While the original fee structure also included membership in Prime, it really wasn’t communicated all that well, so the actual cost of the grocery delivery service was just $200. While that was still substantially higher than the competition, it may not have been as unsuccessful had Amazon simply explained it better. Grocery delivery is still a new concept to most, so shelling out a big chunk of change like that up front is a leap of faith for many. The new policy makes clear the online grocer didn’t count on consumers balking at the cost.
Not that the monthly fee really saves customers all that much over the original pricing — it comes out to just about $279 a year when you factor in the mandatory Prime membership, but doling that out in smaller monthly payments is far more palatable. With tens of millions of households already having Prime memberships, $15 a month isn’t a big hurdle to add on the convenience of online grocery shopping.
A better way still?
It’s still a higher cost proposition than what rivals like Wal-Mart are offering, and the retail king still promotes picking up groceries at its stores for even greater savings, which is one of the competitive advantages Wal-Mart has over the competition. Its national store footprint serves as a sort of distribution center network for online sales, whether they’re groceries or other goods. It didn’t have to build out expensive DCs like Amazon needed to; its local stores already served the purpose.

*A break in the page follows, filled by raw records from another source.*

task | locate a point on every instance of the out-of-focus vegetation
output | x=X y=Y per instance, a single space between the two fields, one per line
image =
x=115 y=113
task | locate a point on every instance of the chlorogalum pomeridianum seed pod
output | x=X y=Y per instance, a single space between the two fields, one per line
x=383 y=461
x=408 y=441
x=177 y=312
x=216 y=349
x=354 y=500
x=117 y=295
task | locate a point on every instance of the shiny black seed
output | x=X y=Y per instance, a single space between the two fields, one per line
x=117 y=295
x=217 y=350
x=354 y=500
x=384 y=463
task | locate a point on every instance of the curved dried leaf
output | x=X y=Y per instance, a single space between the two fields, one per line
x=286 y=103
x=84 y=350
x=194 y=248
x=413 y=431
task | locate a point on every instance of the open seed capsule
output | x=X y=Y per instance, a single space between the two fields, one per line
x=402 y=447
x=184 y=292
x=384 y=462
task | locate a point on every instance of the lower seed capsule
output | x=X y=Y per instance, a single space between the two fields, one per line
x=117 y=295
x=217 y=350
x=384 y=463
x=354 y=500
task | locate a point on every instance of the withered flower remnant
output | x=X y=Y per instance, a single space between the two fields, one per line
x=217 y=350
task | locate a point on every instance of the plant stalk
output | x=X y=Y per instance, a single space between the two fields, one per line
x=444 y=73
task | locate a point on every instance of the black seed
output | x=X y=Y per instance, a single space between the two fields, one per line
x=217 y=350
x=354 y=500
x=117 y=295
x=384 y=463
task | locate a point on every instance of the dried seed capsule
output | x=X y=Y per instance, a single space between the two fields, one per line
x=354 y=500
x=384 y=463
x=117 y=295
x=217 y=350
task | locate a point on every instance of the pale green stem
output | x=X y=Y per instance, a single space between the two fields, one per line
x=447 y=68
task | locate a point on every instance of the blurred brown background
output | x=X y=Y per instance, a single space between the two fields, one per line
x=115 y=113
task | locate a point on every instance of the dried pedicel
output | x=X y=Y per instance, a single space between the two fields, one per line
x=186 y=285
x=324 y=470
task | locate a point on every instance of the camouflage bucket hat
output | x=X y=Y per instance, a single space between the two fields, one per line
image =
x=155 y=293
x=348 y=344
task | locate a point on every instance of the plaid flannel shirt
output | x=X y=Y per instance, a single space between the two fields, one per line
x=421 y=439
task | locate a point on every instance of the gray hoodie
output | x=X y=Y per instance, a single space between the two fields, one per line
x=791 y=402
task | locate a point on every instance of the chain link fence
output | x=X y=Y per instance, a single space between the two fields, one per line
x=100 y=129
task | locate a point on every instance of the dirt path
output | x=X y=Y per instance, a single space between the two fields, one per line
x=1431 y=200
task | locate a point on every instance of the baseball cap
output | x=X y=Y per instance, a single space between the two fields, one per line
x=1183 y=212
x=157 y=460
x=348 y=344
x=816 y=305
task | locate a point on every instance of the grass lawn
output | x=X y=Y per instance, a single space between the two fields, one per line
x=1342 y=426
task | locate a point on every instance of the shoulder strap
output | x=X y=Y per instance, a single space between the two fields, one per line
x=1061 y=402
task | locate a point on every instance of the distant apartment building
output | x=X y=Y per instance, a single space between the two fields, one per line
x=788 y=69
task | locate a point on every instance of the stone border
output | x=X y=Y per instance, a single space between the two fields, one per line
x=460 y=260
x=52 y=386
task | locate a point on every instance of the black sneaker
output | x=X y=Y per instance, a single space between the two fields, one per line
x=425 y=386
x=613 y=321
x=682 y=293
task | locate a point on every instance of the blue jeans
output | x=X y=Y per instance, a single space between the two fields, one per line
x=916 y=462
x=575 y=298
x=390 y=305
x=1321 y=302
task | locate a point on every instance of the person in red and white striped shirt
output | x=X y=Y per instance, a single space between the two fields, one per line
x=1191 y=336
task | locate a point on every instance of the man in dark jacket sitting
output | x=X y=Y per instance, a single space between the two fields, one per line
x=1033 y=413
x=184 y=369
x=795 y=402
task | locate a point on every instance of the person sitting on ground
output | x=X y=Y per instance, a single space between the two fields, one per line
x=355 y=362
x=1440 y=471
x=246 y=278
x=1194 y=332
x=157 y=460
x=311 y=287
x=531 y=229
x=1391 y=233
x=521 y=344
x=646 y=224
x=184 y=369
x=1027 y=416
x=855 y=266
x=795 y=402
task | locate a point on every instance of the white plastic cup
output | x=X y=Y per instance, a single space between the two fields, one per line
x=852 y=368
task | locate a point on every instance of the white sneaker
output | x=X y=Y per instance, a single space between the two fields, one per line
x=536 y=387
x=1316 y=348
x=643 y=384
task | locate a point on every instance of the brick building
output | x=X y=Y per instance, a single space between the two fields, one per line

That may be behind Amazon’s other big announcement that it is going to begin opening small convenience store-type formats that will sell produce, milk, meat, and other perishable items. But the C-store model is intensely competitive too, with even deep discounters like Dollar General expanding their DG Markets concept to feature fresh produce.
Tweaking the model
While online grocery shopping has been around for years, it’s really only just starting to come into its own, so we’ll see retailers making adjustments to the pricing model until the best one is found. Instacart, for example, is exploring having consumer goods companies pay a portion of the fee if customers buy their products. Bloomberg reports that couponing and advertising from these big brand companies now accounts for 15% of Instacart’s revenues.
Still, it’s clear Amazon.com’s original pricing structure wasn’t the right one. It was an unforced error on its part, as an option for monthly payment could have been included at the start. Now that it has been rectified, we may see AmazonFresh become an even bigger threat to the competition.